Cinco anos depois, o MI6 (o Serviço de Inteligência britânico) começa a sondar o espião Russo. Gordievsky integrava o corpo diplomático Russo na Dinamarca como fachada. Richard Bromhead (MI6) conheceu Gordievsky em uma exposição de arte em Copenhague, tendo conhecimento de que Gordievsky era um agente da KGB. Mesmo sem conhecer verdadeiramente o russo, Bromhead passou a sondar a lealdade de Gordievsky, até que, tomando drinques em um hotel elegante, coloca as cartas na mesa.
“Só mesmo uma barreira física, reforçada por guardas armados em suas torres de vigilância, poderia manter os alemães orientais em seu paraíso socialista e impedi-los de fugir para o ocidente.”
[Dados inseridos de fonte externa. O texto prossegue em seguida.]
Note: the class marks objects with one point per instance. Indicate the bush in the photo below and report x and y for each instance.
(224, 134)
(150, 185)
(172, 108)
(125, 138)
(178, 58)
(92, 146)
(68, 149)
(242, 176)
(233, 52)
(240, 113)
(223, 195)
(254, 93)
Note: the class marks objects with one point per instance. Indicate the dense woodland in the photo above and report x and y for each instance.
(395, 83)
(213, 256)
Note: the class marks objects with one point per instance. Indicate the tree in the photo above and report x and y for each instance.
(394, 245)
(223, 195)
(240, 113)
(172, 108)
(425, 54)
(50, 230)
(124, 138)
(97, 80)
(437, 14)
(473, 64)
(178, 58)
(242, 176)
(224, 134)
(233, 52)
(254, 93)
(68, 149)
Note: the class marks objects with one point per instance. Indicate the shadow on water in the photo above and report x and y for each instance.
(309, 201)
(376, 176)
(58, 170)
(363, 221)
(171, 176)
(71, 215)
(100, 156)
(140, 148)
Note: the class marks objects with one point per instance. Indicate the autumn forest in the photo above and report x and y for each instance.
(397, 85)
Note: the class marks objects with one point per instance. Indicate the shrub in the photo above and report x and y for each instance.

Foi assim que Gordievsky tornou-se o agente mais valioso da MI6, fornecendo informações úteis, mesmo correndo um risco absurdo, levando uma vida dupla que nem a esposa e as duas filhas conheciam.
No verão de 1982 Gordievsky mudou-se para Londres e iniciou reuniões regulares com o MI6. Por um período longo para uma operação de espionagem, ele levava informações para espiões britânicos e soviéticos – e Margaret Thatcher, que se referia a ele como “Sr. Collins”.
O Espião e o Traidor: quando a realidade parece roteiro de filme
Uma parte que seria cômica, se não fosse absurda, foi o “questionário de personalidade” da KGB, que expunha características que procurava em um potencial agente: narcisismo, vaidade, ganância e infidelidade conjugal. Logo depois, o governo soviético convidou um americano proeminente, Donald Trump, para visitar Moscou.
É quando entra em cena Aldrich Ames. Agente da CIA, bebia muito, resmungava com frequência, tinha uma vida amorosa conturbada e se encheu de dívidas. Por isso, não foi uma surpresa quando descobriram que ele entregou documentos desmascarando cerca de 25 espiões para a KGB, cuja lista provavelmente incluía o nome de Gordievsky – daí O Espião e o Traidor. Tudo por dinheiro…
Gordievsky é chamado à Moscou e, mesmo suspeitando de ser uma armadilha, opta por manter seu disfarce – e entra em uma fuga espetacular, buscando a fronteira finlandesa. Oficiais da inteligência britânica o ajudaram a escapar, sendo a única vez que os agentes conseguiram extrair um parceiro da URSS, enganando seus adversários russos.
“Desde a infância, Oleg viu que podia levar uma vida dupla, amar aqueles ao redor enquanto ocultava o verdadeiro eu, ser uma pessoa e parecer outra.”
A narrativa dramática de Macintyre de suas histórias vem não apenas de fontes ocidentais (incluindo o próprio Gordievsky, que agora tem 82 anos e vive no programa de proteção a testemunhas no Reino Unido), mas também da perspectiva russa.
Entretanto, o autor não teve acesso aos arquivos do MI6, que permanecem secretos. Ainda assim, apresenta um trabalho documental, tendo entrevistado os ex-policiais envolvidos no caso, que contam suas histórias pela primeira vez. O resultado é um thriller de não-ficção deslumbrante e um retrato íntimo de espionagem de alto risco.
Quando a história se reflete na atualidade
Vale mencionar o mergulho que o autor faz sobre o pensamento dentro da KGB relativos à Guerra Fria, importantes para entender a cultura profissional na qual Vladimir Putin foi criado, e que deixou raízes que hoje ainda se fazem sentir – o sentimento de saudosismo à extinta União Soviética.
Gordievsky permanece sob sentença de morte e, podemos supor, é cauteloso com maçanetas e frascos de perfume. Ele sabe que o povo de Putin tem uma longa memória quando se trata de traição.
“Existem espiões dos mais variados tipos. Alguns são motivados por ideologia, política ou patriotismo. Um número surpreendente age por ganância, pois as recompensas financeiras podem ser sedutoras.”